Does Intraorganizational Network Embeddedness Improve Salespeople's Effectiveness? A Task Contingency Perspective
Journal of Personal Selling & Sales Management, vol. XXXII, no. 2 (spring 2012), pp. 187-205
19 Pages Posted: 17 Nov 2015 Last revised: 19 Feb 2016
Date Written: 2012
Using a two-phase research methodology, this study investigates the relationship between salespeople’s intraorganizational network embeddedness and their sales effectiveness. Following the findings of the exploratory research, we first distinguish salespeople’s intraorganizational networks on the basis of their content — work versus social networks — and their tie activation frequency. Next, we focus on three main sales tasks, opportunity-identification, solution-creation, and closing the deal, and uncover that overcoming the challenges of each sales task requires mobilizing particular intraorganizational resources. We show that work and social networks give access to different sets of resources, and we develop a contingency model that explains which networks and network ties are likely to be more instrumental for salespeople’s effectiveness at each sales task.

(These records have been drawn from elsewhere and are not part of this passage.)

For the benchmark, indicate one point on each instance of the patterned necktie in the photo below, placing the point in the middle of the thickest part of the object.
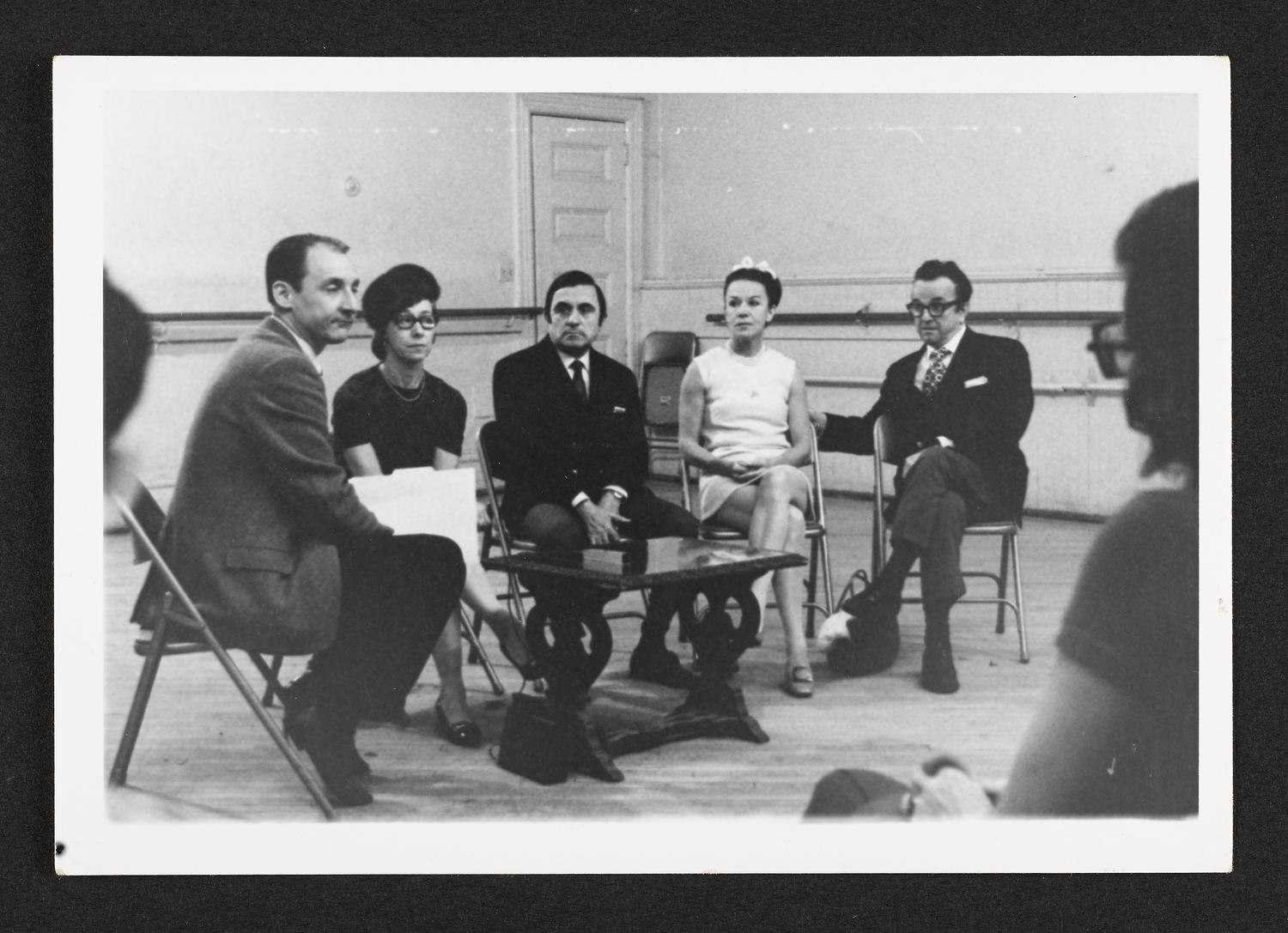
(579, 381)
(935, 373)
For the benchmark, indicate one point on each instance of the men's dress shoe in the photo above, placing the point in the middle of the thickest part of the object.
(938, 673)
(515, 650)
(661, 667)
(464, 732)
(301, 726)
(335, 768)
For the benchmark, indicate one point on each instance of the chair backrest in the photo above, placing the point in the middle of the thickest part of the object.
(147, 511)
(666, 355)
(146, 525)
(489, 445)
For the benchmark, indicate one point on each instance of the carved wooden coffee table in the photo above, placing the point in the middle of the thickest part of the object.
(556, 729)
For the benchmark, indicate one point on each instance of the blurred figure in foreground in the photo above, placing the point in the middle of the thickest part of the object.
(1117, 730)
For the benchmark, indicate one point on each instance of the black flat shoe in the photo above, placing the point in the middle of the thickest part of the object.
(464, 732)
(938, 673)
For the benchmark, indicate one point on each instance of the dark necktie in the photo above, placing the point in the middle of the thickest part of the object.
(935, 373)
(579, 381)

In the second phase of the research, we test the contingency model using a sociometric method. The results indicate that for effectiveness in opportunity-identification, social as opposed to work networks are most instrumental. For effectiveness in solution-creation, work rather than social networks are more critical. And for closing the deal, both work networks and social networks are important. Furthermore, salespeople who have frequently activated network ties are consistently more effective than salespeople who may have many ties but who activate them less frequently.